İstanbul Büyükşehir Belediyesine (İBB) yönelik yürütülen soruşturma kapsamında tutuklanan Beyoğlu Belediye Başkanı İnan Güney'in de aralarında bulunduğu 17 şüphelinin tutuklanması, siyasette yeni bir gerilime neden oldu. Kararın ardından İstanbul Adalet Sarayı önünde açıklama yapan CHP İstanbul İl Başkanı Özgür Çelik, yargı sürecini eleştirerek, "Bugün cezalandırılan İnan Güney değil, Beyoğlu halkıdır" dedi.
"Hiçbir somut delil olmadan tutukladılar"
Özgür Çelik, 4 gün süren gözaltı sürecini ve mahkeme kararlarını "hukuksuz" olarak nitelendirdi. Gözaltı süresinin sonuna kadar kullanılarak siyasetçilere ve bürokratlara "psikolojik işkence" yapıldığını öne süren Çelik, daha önce ifade veren İnan Güney'e yönelik "şafak operasyonu" yapılmasının gerekçesiz olduğunu belirtti.
Çelik, "Hiçbir somut delil olmadan, altını tekrar çizerek söylüyorum, hiçbir maddi delil olmadan bugün Beyoğlu Belediye Başkanı’nı ve 17 kişiyi tutukladılar" dedi. Soruşturmanın ailelere kadar uzandığını ve İnan Güney'in ev hanımı ablasının bile Vatan Emniyet Müdürlüğü'nde bekletildiğini söyleyen Çelik, gençlerin sosyal medya paylaşımları nedeniyle tutuklanmasının "konuşamazsın" mesajı verme amacı taşıdığını ifade etti.
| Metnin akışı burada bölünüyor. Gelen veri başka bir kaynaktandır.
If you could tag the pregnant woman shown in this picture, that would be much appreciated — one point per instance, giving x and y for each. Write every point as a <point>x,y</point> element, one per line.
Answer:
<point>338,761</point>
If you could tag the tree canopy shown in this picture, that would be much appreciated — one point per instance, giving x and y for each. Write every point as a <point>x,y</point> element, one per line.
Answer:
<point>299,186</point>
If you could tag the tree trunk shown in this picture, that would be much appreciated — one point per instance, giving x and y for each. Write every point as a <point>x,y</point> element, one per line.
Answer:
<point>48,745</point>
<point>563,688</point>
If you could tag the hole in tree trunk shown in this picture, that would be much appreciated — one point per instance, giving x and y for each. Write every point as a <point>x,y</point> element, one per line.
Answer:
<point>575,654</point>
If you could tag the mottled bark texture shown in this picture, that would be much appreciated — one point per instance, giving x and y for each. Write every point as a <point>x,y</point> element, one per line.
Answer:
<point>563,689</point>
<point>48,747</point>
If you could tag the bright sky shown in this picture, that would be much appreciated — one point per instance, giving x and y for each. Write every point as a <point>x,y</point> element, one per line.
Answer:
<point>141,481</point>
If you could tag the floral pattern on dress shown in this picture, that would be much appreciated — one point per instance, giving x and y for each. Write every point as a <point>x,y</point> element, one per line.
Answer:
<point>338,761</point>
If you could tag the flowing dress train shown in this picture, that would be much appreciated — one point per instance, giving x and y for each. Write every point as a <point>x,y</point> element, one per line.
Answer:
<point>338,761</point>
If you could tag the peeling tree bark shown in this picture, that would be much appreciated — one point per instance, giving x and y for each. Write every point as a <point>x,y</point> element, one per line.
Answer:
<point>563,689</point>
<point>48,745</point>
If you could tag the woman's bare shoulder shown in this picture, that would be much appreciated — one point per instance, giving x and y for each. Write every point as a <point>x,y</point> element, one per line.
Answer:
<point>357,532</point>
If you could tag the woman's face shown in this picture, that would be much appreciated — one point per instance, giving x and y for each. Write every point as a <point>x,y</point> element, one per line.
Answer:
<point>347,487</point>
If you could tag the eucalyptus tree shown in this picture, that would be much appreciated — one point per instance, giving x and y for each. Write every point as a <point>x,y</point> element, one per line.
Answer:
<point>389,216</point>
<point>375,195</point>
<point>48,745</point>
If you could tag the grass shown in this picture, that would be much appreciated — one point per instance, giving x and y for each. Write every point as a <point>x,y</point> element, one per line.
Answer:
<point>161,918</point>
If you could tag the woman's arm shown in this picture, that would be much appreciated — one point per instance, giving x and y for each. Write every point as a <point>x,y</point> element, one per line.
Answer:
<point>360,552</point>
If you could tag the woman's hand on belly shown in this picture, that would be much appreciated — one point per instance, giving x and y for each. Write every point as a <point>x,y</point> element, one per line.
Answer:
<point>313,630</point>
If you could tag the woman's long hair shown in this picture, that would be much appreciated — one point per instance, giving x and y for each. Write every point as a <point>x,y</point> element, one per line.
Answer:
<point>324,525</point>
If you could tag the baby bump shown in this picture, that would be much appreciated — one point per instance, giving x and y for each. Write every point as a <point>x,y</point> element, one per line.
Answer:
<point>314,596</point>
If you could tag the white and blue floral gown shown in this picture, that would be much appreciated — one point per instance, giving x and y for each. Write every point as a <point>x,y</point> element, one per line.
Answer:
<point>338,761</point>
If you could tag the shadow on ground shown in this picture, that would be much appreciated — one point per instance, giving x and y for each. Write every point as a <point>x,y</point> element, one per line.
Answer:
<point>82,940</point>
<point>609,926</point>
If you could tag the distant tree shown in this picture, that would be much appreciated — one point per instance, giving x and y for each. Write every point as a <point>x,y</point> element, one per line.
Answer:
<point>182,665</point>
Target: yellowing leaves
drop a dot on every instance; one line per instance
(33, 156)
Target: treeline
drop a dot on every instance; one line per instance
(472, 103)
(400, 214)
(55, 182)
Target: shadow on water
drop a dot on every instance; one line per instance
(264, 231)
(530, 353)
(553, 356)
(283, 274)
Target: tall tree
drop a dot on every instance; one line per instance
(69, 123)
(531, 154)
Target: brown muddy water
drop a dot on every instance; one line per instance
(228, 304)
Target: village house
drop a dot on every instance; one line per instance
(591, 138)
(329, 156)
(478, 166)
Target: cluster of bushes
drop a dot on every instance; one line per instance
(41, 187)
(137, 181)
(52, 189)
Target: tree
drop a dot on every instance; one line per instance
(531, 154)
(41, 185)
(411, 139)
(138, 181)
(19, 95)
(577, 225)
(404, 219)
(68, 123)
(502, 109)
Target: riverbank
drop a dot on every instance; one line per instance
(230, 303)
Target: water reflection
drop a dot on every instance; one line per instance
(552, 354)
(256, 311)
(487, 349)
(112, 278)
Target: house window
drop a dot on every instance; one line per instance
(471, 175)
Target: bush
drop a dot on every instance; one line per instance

"İnan Güney'in suçu iktisadi başarısı"
Çelik, Beyoğlu Belediye Başkanı'nın tutuklanma gerekçesinin, yolsuzluk değil, belediyenin kasasına para kazandıran icraatları olduğunu savundu. İfadesinde, AK Parti döneminde yüksek fiyatlara yaptırılan hizmetlerin (pankart, cephe giydirme) çok daha ucuza mal edildiğini ve elde edilen gelirle okullara su sebili alındığını belirtti. Ayrıca, belediyenin makam aracının engelli aracına dönüştürüldüğünü ve şahsi aracıyla görevine devam ettiğini vurguladı.
"Millet bu zulmün cevabını sandıkta verecek"
CHP'nin 31 Mart seçimlerinde birinci parti olmasının ve belediyeler aracılığıyla halka destek sağlamasının hazmedilemediğini söyleyen Çelik, yaşanan zulümleri milletin gördüğünü ve er ya da geç sandıkta cevabını vereceğini belirtti. Çelik, "Türkiye yeniden toplumsal barışın sağlandığı, herkesin refah içinde yaşadığı, demokrasinin güçlendirildiği bir ülke olacak. Hiç kimse umutsuz olmasın" sözleriyle konuşmasını sonlandırdı.